Человек посмотрел на него и сказал, кивнув в сторону:
— Да вот сюда.
Лека вскочил и побежал к тому месту, куда показал человек. Нюська бросилась вслед за ним. Они упали на коленки и стали ползать по сырой земле, вороша руками листья и траву.
— Не ищите! — крикнул человек. — Я ведь подобрал. Идите сюда.
Он с трудом поднялся, глубоко в мягкую землю втыкая свою деревянную ногу, и подошел к мешку.
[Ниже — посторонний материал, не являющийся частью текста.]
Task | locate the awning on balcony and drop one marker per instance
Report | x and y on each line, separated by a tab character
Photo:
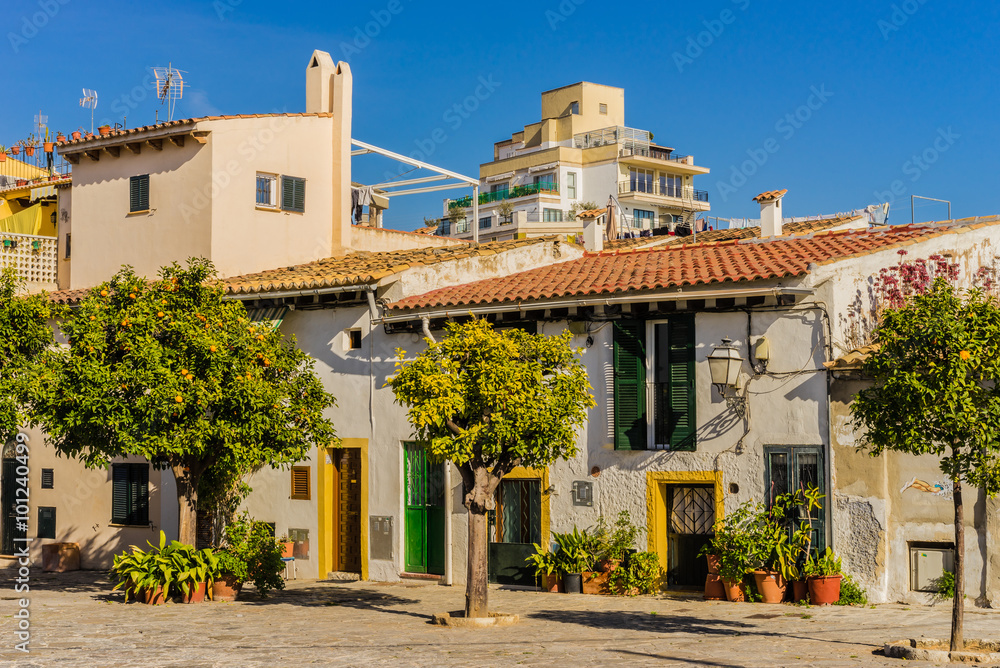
28	221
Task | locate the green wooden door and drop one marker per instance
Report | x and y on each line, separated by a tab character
424	514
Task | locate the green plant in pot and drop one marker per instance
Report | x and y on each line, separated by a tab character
823	576
546	566
574	558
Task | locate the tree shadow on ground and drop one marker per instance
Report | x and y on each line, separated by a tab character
334	596
643	621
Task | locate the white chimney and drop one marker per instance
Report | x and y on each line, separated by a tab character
770	212
593	233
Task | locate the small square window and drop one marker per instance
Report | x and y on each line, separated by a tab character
267	190
353	339
300	482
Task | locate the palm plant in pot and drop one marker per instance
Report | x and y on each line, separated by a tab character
546	567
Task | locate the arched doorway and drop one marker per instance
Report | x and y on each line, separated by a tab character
9	530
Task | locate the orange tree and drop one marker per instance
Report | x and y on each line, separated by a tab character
936	390
25	335
491	401
170	371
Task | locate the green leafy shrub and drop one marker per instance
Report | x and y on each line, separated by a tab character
851	593
252	543
640	576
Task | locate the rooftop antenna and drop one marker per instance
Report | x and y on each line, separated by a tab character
169	87
89	101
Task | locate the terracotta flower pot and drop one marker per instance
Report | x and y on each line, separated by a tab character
196	594
824	590
551	583
735	591
573	583
714	589
770	585
152	596
800	591
226	588
713	563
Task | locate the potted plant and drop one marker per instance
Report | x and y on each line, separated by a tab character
546	567
253	543
574	559
232	574
823	576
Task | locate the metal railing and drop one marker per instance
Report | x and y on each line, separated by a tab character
35	258
654	188
548	187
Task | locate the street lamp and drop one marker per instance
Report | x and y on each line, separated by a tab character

Лека даже чуть зажмурился, ожидая, что яркий, жгучий свет звезды ослепит его сейчас, когда незнакомец достанет ее из мешка. Но человек вытащил коричневый камень не больше кулака и протянул его ребятам.
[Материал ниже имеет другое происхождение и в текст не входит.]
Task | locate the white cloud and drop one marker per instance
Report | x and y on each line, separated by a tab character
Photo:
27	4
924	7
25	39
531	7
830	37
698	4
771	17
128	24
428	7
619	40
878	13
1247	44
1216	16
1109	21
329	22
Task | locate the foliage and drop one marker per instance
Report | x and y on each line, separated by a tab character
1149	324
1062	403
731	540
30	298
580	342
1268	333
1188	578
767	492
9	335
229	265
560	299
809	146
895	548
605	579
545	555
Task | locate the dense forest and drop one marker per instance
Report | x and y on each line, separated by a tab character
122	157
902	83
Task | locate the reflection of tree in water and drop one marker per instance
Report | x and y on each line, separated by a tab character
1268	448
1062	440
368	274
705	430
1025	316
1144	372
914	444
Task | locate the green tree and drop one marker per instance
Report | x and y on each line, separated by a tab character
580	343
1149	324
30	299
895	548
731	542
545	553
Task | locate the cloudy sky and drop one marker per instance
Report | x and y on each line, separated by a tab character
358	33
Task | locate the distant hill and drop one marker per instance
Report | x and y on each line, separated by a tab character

— А почему она не светится? — спросил Лека.
— Погасла, — ответил мужчина. — Пока вы сюда шли, погасла, а я ее в мешок.
Лека разглядывал звезду со всех сторон, и Нюська вырывала ее из его рук. И он отдавал ей, а потом снова забирал эту маленькую звезду. Странно, она совсем не была похожа на то, что представляли они. Обыкновенный камешек — вот и все.
…Небо вызвездило. Сжав в кулаке упавшую звезду, Лека уснул, привалившись к Нюське.
Проснулись они от лошадиного ржанья. Открыв глаза, Лека увидел мать. Вчера вечером, когда они, заслышав бренчание ведер, уходили к лесу, Лека подумал, что им за все это хорошо достанется, а мать, вместо того чтобы плакать или ругать его, смотрела и улыбалась. И в глазах у нее горели огоньки, которых он не видел с того дня, когда пела Христя в их избе. Мать улыбалась, ерошила его волосы, а рядом причитала Нюськина мать, прижимая Нюську к животу, а та тоже ревела, как белуга.
В сторонке, возле телеги, стоял дед Антон и говорил с человеком, у которого одна нога была деревянная.
Матери усадили Леку и Нюську на телегу, подошли к человеку в брезентовом плаще и чинно пожали ему руку. Дед Антон на прощание закрутил цигарку и отсыпал самосаду в широкий карман незнакомца. Потом развернул лошадь, и они поехали по мягкой дороге.
Человек в плаще смотрел им вслед, широко улыбался и махал рукой. Ноги он расставил широко, только ведь вместо одной ноги была деревянная палка. Видно, когда живы были обе ноги, любил он широко ступать и широко стоять на земле.
Телега тряслась мелкой дрожью на кочках, и Лека все ждал, когда мать, и Нюськина мать, и дед Антон начнут ругать их или, хуже того, спрашивать, куда да зачем они убрели из дому. Но, странно, все молчали и даже вроде не собирались их допытывать.
— Да-а, — сказал дед Антон, — знать, будет у нас город после войны. Возле такого завода непременно город должен быть, не менее.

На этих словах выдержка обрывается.